Wechsel ins Kanzleramt
SPÖ-Chef Alfred Gusenbauer nahm Schnizer nach seinem überraschenden Wahlsieg 2006 mit ins Kanzleramt, wo der Jurist als Kabinettschef das Kanzlerbüro leitete. Schon damals wurden ihm Ambitionen auf einen Höchstrichterposten nachgesagt. Nach dem vorzeitigen Abgang Gusenbauers wechselte Schnizer im Jänner 2009 zunächst zurück in die Parlamentsdirektion, wo er für die Abwicklung des Entschädigungsfonds zuständig war.
Ende 2009 war es dann so weit. Schnizer wurde auf Vorschlag der SPÖ von der Bundesregierung zum Verfassungsrichter bestellt. Im Jänner 2010 trat er seinen Dienst an. Von 1994 bis 2008 war Schnizer übrigens auch Mitglied jener Bundeswahlbehörde, die der Verfassungsgerichtshof nun mit seinem Urteil unter Druck brachte.

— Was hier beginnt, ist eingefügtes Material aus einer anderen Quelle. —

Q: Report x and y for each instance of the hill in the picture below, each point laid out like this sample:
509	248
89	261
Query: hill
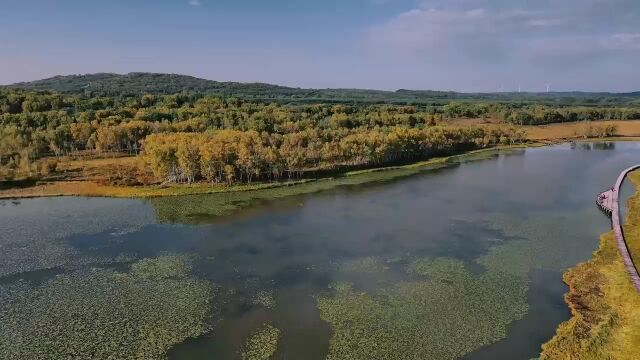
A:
135	84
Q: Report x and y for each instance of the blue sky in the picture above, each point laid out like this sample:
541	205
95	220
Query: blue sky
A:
463	45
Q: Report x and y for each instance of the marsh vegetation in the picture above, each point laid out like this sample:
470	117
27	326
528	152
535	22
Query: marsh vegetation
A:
441	258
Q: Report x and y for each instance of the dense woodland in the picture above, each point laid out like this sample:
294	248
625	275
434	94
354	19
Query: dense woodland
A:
199	135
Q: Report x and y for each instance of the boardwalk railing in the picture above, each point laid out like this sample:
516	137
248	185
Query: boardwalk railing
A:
609	202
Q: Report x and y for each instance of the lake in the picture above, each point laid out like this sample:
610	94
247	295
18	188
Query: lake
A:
460	261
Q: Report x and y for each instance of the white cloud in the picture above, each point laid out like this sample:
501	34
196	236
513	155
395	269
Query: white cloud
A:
437	33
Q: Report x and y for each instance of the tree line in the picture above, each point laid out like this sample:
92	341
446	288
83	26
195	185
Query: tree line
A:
37	124
244	156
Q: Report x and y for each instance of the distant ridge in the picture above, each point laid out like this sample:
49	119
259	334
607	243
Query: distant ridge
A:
139	83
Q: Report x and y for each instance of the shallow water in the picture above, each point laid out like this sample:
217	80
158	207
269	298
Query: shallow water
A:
537	204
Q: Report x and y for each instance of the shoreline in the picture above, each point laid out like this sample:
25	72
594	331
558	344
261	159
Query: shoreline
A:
604	305
92	189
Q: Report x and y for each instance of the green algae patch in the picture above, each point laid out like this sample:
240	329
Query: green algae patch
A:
447	314
605	307
264	298
193	209
262	344
368	265
104	314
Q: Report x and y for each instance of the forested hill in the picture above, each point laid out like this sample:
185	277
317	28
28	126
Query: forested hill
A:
136	84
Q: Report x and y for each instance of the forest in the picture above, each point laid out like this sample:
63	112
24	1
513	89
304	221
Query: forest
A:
196	135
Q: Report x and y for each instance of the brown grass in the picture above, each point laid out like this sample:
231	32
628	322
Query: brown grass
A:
605	306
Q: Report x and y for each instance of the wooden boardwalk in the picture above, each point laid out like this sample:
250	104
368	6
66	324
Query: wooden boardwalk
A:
609	202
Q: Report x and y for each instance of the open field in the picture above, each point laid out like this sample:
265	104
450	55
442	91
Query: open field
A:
108	176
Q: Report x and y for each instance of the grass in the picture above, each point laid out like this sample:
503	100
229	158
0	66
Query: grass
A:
87	178
204	207
605	308
98	313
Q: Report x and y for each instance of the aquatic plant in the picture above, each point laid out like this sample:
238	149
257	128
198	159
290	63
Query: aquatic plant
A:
264	298
445	315
202	208
262	344
369	264
104	314
33	233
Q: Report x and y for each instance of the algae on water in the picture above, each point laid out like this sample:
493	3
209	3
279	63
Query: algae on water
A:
262	344
96	313
446	314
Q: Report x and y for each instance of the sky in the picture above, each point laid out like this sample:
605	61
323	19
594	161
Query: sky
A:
460	45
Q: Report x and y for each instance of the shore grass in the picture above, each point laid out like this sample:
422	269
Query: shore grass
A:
92	188
605	307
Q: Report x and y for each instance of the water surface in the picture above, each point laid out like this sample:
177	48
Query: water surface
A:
527	215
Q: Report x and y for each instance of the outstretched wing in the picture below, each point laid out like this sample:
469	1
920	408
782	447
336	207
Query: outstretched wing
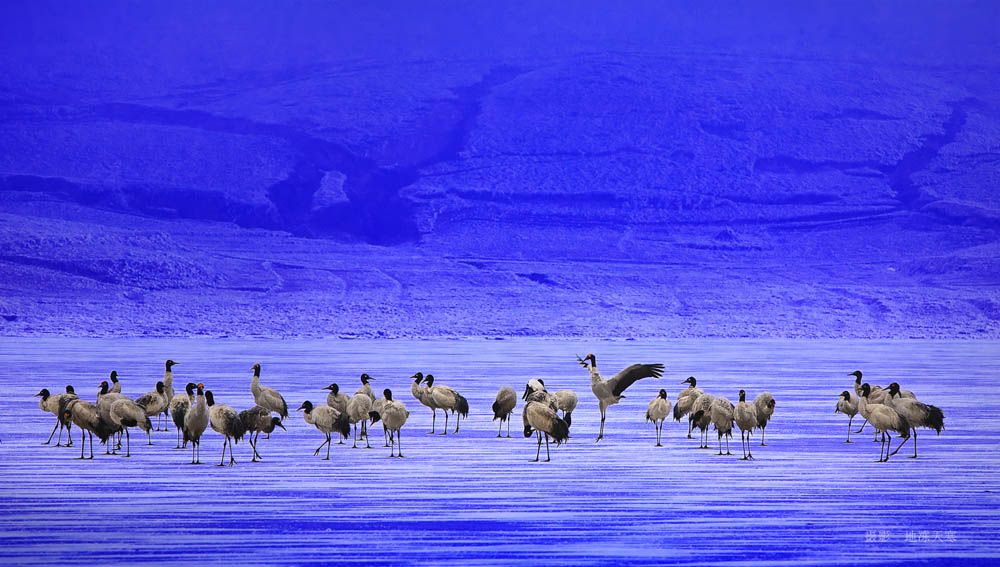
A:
630	375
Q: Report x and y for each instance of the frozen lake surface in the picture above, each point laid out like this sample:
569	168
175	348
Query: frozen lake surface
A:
472	499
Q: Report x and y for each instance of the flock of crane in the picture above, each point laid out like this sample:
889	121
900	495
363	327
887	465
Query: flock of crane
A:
194	411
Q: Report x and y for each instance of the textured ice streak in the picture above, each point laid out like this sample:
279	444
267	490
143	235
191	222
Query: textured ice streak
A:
476	500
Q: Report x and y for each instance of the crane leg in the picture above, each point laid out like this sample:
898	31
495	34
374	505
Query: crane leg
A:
83	443
862	427
601	434
53	432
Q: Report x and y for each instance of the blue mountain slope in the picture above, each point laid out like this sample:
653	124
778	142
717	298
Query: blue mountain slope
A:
663	170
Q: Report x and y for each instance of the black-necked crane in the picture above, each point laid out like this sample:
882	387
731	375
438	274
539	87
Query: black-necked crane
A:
393	415
257	420
357	413
764	405
422	395
366	388
195	422
685	402
125	414
877	395
657	412
917	414
267	397
56	405
609	392
377	407
105	398
883	418
540	418
327	420
153	403
447	399
847	405
177	407
168	394
85	415
745	416
338	401
226	421
701	417
116	385
504	406
722	411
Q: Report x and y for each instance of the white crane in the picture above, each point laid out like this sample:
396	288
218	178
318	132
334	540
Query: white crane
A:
195	422
883	418
609	392
327	420
504	406
267	397
338	401
168	394
685	402
918	414
85	415
177	407
256	420
543	420
764	404
447	399
56	406
394	415
125	414
421	394
105	398
657	411
847	405
224	420
153	403
745	416
701	417
722	418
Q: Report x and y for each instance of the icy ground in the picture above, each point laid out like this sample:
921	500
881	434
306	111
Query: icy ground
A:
472	499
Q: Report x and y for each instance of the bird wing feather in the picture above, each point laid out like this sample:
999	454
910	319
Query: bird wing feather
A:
632	374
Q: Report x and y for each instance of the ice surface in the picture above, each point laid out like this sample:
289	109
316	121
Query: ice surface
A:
472	499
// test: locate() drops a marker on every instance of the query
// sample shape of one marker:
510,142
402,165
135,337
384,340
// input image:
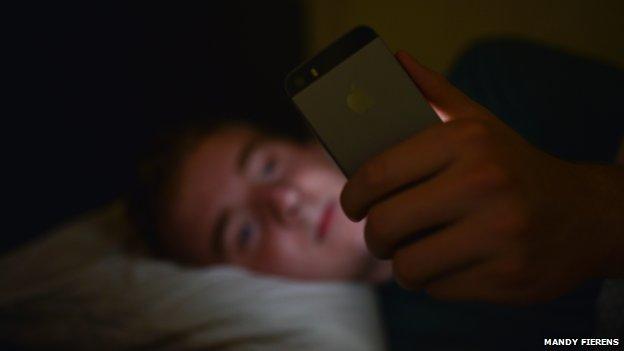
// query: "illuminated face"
266,204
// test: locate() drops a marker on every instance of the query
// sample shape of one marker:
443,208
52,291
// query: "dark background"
88,84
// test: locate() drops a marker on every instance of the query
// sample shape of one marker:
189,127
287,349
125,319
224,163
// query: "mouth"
325,220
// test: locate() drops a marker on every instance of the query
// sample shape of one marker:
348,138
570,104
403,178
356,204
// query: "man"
467,210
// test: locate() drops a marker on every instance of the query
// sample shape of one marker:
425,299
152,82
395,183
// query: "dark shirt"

Weiterer Aufstieg unwahrscheinlich
Dass es der Verfassungsrichter nach der Aufregung um seine Medienoffensive an die Spitze des Höchstgerichts schafft und im kommenden Jahr dem vor dem Ruhestand stehenden Verfassungsgerichtshofpräsidenten Gerhart Holzinger folgt, gilt inzwischen als eher unwahrscheinlich. Auch wenn Schnizer von Juristen ob seiner Kompetenzen und Kenntnisse Rosen gestreut werden, im Verfassungsgerichtshof ist man alles andere als glücklich über den außergewöhnlichen Schritt an die Öffentlichkeit.
Dabei wollte Schnizer nur die Kritik von Juristen und Statistikern wie Heinz Mayer, Alfred Noll und Erich Neuwirth zurückweisen, die bisherige Judikatur des Gerichts verteidigen und darauf hinweisen, dass es bei der Bundespräsidenten-Stichwahl am 22. Mai nicht nur "Schlampigkeiten", sondern "eklatante Rechtswidrigkeiten" gegeben habe. Und Schnizer wollte jener "Kritik, die wirklich schmerzt", wie er selbst meinte, begegnen, wonach das Gericht in vorauseilendem Gehorsam gegenüber der FPÖ entschieden habe. Der Vorwurf, das Geschäft der FPÖ zu betreiben, ging dem Verfassungsrichter mit SPÖ-Wurzeln offenbar zu weit.